Note: Incidence rates available for 1982–2012, and mortality rates available for 1968–2013.
Source: Australian Institute of Health and Welfare, (see source table 2).
In 2008–2012 in Australia, individuals diagnosed with leukaemia had a 58% chance of surviving for 5 years compared to their counterparts in the general Australian population.
Between 1983–1987 and 2008–2012, 5-year relative survival from leukaemia improved from 38% to 58%.
Source: AIHW analysis of the Australian Cancer Database, (see source table 3).
The prevalence for 1, 5 and 29 years given below are the number of people living with leukaemia at the end of 2010 who had been diagnosed in the preceding 1, 5 and 29 years respectively.
At the end of 2010, there were 2,570 people living who had been diagnosed with leukaemia that year.
At the end of 2010, there were 9,606 people living who had been diagnosed with leukaemia in the previous 5 years (from 2006 to 2010).
At the end of 2010, there were 22,634 people living who had been diagnosed with leukaemia in the previous 29 years (from 1982 to 2010).
More information on leukaemia from Cancer Australia
Cancer, like other health conditions, is classified by the International Statistical Classification of Diseases and Related Health Problems Version 10 (ICD-10). This is a statistical classification, published by the World Health Organization, in which each morbid condition is assigned a unique code according to established criteria.

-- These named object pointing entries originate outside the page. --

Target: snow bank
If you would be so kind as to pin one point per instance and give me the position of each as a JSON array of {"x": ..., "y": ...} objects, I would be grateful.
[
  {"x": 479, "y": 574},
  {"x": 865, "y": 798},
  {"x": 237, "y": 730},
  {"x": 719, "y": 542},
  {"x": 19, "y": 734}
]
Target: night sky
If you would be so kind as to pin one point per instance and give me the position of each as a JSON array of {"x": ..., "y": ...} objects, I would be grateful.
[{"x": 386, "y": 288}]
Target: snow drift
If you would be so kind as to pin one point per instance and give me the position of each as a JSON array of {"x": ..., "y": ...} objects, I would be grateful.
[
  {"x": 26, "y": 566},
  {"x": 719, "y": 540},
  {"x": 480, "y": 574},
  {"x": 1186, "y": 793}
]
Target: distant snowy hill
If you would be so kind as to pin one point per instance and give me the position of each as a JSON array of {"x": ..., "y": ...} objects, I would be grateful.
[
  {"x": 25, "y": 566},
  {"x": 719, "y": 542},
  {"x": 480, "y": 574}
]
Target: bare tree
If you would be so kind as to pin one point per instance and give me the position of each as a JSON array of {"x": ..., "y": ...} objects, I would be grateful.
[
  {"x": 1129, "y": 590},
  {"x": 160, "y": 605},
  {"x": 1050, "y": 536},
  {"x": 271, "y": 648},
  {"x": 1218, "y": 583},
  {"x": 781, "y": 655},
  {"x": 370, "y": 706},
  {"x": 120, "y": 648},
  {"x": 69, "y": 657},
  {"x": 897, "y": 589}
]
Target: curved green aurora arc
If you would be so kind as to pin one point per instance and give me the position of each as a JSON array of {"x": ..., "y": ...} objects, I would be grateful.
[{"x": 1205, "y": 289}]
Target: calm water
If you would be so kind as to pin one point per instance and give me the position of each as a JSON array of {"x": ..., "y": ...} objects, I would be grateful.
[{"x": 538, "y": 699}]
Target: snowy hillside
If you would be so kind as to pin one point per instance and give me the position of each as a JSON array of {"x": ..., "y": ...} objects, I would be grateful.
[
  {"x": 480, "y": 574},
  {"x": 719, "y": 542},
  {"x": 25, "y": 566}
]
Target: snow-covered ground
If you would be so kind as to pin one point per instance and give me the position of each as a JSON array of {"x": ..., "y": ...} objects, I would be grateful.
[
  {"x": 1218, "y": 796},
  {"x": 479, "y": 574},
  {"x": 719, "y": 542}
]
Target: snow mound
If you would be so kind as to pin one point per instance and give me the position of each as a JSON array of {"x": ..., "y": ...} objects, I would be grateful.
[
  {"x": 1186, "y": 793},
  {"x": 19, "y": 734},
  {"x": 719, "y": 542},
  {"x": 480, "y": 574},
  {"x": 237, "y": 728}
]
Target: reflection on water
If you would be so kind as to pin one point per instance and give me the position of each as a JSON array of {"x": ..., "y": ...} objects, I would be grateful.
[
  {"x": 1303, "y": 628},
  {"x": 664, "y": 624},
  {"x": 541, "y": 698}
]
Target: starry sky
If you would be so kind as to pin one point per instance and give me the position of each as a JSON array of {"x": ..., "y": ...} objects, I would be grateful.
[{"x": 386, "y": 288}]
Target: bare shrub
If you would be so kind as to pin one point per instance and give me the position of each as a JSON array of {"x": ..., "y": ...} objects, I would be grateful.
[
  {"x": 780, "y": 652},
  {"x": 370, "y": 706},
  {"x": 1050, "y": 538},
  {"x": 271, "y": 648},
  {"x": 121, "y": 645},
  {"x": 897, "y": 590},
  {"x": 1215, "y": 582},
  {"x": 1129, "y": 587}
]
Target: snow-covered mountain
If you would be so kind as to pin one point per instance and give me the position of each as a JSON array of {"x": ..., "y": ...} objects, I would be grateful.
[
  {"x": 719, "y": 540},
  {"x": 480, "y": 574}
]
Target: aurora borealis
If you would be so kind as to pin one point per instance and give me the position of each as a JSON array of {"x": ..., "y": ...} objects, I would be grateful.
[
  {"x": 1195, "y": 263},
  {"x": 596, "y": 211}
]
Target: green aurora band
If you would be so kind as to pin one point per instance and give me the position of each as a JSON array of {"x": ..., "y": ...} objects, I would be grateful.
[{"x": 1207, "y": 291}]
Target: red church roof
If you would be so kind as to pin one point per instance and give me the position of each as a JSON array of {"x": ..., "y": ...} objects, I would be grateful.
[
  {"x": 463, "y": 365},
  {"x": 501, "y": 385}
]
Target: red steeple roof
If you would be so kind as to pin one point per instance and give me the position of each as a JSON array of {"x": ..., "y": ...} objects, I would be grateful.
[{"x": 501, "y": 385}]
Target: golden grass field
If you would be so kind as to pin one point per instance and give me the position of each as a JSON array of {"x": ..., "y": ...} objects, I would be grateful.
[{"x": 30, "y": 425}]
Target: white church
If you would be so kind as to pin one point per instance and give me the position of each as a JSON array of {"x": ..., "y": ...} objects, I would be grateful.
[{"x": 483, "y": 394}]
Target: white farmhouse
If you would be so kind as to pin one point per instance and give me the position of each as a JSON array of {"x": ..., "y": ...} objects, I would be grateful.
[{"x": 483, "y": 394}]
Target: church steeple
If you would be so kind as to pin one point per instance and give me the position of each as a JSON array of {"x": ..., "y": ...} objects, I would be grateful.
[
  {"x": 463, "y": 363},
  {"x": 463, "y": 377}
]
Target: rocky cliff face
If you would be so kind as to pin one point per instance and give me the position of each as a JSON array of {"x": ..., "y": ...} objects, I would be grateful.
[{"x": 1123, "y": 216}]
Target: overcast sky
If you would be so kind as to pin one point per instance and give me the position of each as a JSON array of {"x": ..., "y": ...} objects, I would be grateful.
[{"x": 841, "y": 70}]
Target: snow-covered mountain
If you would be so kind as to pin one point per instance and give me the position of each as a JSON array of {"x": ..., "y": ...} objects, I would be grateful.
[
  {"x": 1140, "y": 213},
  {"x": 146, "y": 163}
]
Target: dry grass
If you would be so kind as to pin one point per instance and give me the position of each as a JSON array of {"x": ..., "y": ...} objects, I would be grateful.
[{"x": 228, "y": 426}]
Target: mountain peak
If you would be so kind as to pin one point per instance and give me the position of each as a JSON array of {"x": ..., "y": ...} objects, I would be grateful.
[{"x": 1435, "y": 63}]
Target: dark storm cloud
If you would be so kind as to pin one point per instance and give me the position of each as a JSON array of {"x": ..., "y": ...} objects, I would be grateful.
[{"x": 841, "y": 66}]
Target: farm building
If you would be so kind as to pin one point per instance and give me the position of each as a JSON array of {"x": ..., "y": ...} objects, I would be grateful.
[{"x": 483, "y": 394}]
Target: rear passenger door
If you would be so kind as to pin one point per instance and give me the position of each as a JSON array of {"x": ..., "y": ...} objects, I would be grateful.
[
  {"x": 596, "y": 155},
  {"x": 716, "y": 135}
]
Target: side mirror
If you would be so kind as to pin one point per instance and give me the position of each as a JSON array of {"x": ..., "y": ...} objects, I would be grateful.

Future estimates for incidence and mortality are a mathematical extrapolation of past trends. They assume that the most recent trends will continue into the future, and are intended to illustrate future changes that might reasonably be expected to occur if the stated assumptions continue to apply over the estimated period. Actual future cancer incidence and mortality rates may vary from these estimations for a variety of factors. New screening programs may increase the detection of new cancer cases; new vaccination programs may decrease the risk of developing cancer; and improvements in treatment options may decrease mortality rates.
Due to the rounding of these estimates, male and female incidence and mortality may not sum to person incidence and mortality.
Cancer incidence indicates the number of new cancers diagnosed during a specified time period (usually one year).
Cancer mortality refers to the number of deaths occurring during a specified time period (usually one year) for which the underlying cause of death is cancer.
Prevalence of cancer refers to the number of people alive with a prior diagnosis of cancer at a given time. It is distinct from incidence (see above). The longest period for which it is possible to calculate prevalence using the available national data (from 1982 to 2010) is currently 29 years. This span is used to estimate the 'total' prevalence of cancer at the end of 2010, noting that people diagnosed with cancer before 1982 are not included.